Resuming from a Checkpoint
Load the checkpoint and restore each piece of state. Move the model to the device before continuing.
checkpoint = torch.load('models/checkpoint.pth')
model.load_state_dict(checkpoint['model_state_dict'])
optimizer.load_state_dict(checkpoint['optimizer_state_dict'])
start_epoch = checkpoint['epoch'] + 1 # resume on the next epoch
model.to(device)
model.train()
for epoch in range(start_epoch, epochs):
# continue the training loop as before
...
For inference only, you can save just the model weights with torch.save(model.state_dict(), 'models/model.pth') and load them with model.load_state_dict(torch.load('models/model.pth')).
Early Stopping
Early stopping halts training once validation performance stops improving, which prevents overfitting and avoids wasting compute on epochs that no longer help. The idea is to track the best validation loss and count how many epochs have passed without improvement. Once that count exceeds a set patience, stop.

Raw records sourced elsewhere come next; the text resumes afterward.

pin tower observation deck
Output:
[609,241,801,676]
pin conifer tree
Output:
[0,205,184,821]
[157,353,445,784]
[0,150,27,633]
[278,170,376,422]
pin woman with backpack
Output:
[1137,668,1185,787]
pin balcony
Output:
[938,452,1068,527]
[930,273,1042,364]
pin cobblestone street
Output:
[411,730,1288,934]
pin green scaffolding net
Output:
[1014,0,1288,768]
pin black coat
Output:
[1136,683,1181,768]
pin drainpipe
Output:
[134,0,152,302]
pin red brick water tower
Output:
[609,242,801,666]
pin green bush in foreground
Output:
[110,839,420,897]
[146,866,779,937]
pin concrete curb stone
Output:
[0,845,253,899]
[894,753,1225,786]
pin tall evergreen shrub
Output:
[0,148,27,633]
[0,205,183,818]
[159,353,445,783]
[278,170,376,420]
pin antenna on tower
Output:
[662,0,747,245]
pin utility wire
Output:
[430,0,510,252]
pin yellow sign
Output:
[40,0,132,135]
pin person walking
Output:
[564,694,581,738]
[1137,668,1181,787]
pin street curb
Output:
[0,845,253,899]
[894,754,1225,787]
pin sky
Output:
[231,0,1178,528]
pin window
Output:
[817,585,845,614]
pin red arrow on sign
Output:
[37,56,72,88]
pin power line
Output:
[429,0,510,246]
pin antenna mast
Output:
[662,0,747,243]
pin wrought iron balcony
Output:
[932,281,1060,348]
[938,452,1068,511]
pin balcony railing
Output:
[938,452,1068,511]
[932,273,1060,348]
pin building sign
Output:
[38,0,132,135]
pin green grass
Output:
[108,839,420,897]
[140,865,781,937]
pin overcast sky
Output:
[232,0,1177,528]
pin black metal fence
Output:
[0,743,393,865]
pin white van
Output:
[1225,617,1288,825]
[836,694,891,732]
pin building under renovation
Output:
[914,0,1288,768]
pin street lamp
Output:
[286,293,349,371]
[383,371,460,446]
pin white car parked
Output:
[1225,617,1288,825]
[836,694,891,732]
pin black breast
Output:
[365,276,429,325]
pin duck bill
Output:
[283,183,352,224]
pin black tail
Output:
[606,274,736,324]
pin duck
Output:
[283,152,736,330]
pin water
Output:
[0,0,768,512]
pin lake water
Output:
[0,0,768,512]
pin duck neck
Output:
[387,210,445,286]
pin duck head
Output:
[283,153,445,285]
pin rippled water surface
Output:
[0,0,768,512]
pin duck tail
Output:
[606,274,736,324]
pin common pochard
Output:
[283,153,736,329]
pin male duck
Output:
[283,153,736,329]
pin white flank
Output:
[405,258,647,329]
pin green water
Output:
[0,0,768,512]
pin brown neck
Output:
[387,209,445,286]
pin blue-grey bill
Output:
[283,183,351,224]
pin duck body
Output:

best_val_loss = float('inf')
patience = 5 # epochs to wait after the last improvement
patience_counter = 0
for epoch in range(epochs):
# ---- training loop (as above) ----
model.train()
for x_train, y_train in train_loader:
x_train, y_train = x_train.to(device), y_train.to(device)
predicted = model(x_train)
optimizer.zero_grad()
loss = loss_fn(predicted, y_train.reshape(-1,1))
loss.backward()
optimizer.step()
# ---- validation loop ----
model.eval()
val_loss = 0
with torch.no_grad():
for x_val, y_val in val_loader:
x_val, y_val = x_val.to(device), y_val.to(device)
predicted = model(x_val)
val_loss += loss_fn(predicted, y_val.reshape(-1,1)).item()
val_loss /= len(val_loader)
# ---- early stopping check ----
if val_loss < best_val_loss:
best_val_loss = val_loss
patience_counter = 0
torch.save(model.state_dict(), 'models/best_model.pth') # save the best model
else:
patience_counter += 1
if patience_counter >= patience:
print(f"Early stopping at epoch {epoch+1}")
break
Early stopping pairs naturally with checkpointing: save the model whenever validation loss improves, so that the saved copy is always your best model rather than the last one trained.